Polsia

Polsia: A Solo Founder Operating 1,000+ AI-Run Companies

How Polsia used a multi-agent platform to launch and run over 1,000 AI-operated companies and cross $1M ARR by February 28, 2026.

Evidence excerpt

Ben Broca built and operates Polsia as a solo founder with zero employees. As of February 28, 2026, the platform managed over 1,000 autonomously-run companies and crossed $1M ARR, reaching that milestone from roughly $100K in approximately two weeks.

$100K->$1M
ARR grew from roughly $100K to $1M in approximately two weeks ending February 28, 2026
$200K->$700K
Run rate grew from $200K to $700K in 7 days as observed live on the ThursdAI podcast, February 26, 2026
1100+
The platform operated over 1,100 active companies simultaneously as of the recording date
2000+
Platform agents sent and received over 2,000 emails in a 24-hour period
91000
Platform accumulated 91,000 human messages from users directing their AI companies

Stack

RenderNeon (PostgreSQL)PostmarkRedisStripeMeta Ads APITwitter API v2Google OAuthMCP (Model Context Protocol)Sapiom

Models

Claude Opus 4.6

Polsia is an unusually clear early example of the AI-native thesis. By February 28, 2026, founder Ben Broca said the platform had crossed $1M ARR while operating with zero employees and more than 1,000 autonomously run companies2. The significance is not only the growth rate. It is the operating model: one founder supervising a network of agent-run business loops rather than hiring a traditional team.

Business context

Before Polsia, Broca had spent 2024 building multiple AI products manually with Claude. His conclusion was that model capability was no longer the main bottleneck. The bottleneck was the absence of a system that could launch, run, and improve business functions autonomously.

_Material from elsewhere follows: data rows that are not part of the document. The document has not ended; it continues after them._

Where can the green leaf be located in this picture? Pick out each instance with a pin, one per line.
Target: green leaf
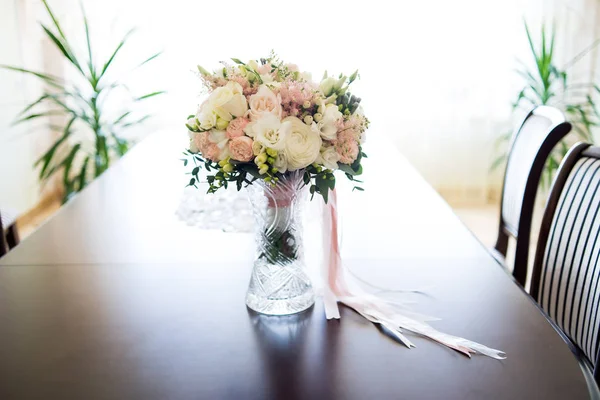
(82, 177)
(136, 122)
(49, 79)
(147, 96)
(38, 115)
(67, 163)
(147, 60)
(89, 46)
(54, 20)
(121, 117)
(347, 169)
(46, 158)
(64, 48)
(112, 57)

The product is designed for two use cases:

  • start a new AI-run company from scratch
  • plug an existing company into the platform for marketing and outreach

That distinction matters because it shows Polsia is not just a "startup generator." It is an attempt to turn business operations into a repeatable agent system.

Operating model

Each company gets its own provisioned environment, including hosting, database, email identity, and repository2. A CEO agent, running on Claude Opus 4.6, reviews the company mission, decides what matters next, and coordinates task execution across downstream workflows2.

The core loop is simple:

  1. ingest the business idea and generate a mission document
  2. provision the stack for that company
  3. execute daily work across engineering, outreach, content, and ads
  4. send a summary back to the human
  5. use feedback to adjust the next cycle

The interesting architectural choice is cross-company learning. Findings from one company are anonymized and pushed into shared platform memory so other companies can benefit. That turns the platform into a system that compounds operational knowledge instead of running each company in isolation.

Stack

ComponentProductNotes
Core modelClaude Opus 4.6Used for the CEO agent and high-level planning
HostingRenderOne server provisioned per company
DatabaseNeonPer-company PostgreSQL
EmailPostmarkInbound and outbound company email
Queue / stateRedisShort-term operational state
PaymentsStripePlatform-managed payments and revenue share
AdsMeta Ads APIUsed for UGC ad creation and measurement
SocialTwitter API v2Accessed via a custom MCP server
AuthGoogle OAuthUsed where connected account functionality is needed
Agent accessMCPTool access and integration layer
Financial layerSapiomAgent-native API spending and infrastructure payments

Outcomes

  • ARR reportedly grew from roughly $100K to $1M in about two weeks ending February 28, 202623.
  • Run rate reportedly moved from $200K to $700K in the seven days before February 26, 202623.
  • The platform reportedly operated over 1,100 companies at once2.
  • Agents reportedly sent and received more than 2,000 emails in a 24-hour period.
  • Users had accumulated 91,000 human messages directing their AI-run companies.

These are large claims, which is why the case remains medium confidence rather than high. The primary source is a founder interview, with supporting third-party observations and public platform artifacts234.

Failure mode

One useful detail in the source material is not the success metric but the error. During fundraising, Broca let the AI manage investor inbound. The agent told at least one VC that he did not take meetings immediately after Broca had already agreed to one. He reverted to using the agent for email handling while keeping scheduling under human control2.

That is a good example of the trust ladder in practice: the same system that is safe for drafting, routing, and summarizing may not yet be safe for relationship-critical commitments.

Why this case matters

Polsia is best understood as token flow made literal. User intent becomes tokens. Mission documents become context. Agents transform that context into code, outreach, content, and ad operations. Human oversight happens through compact daily feedback instead of continuous manual execution.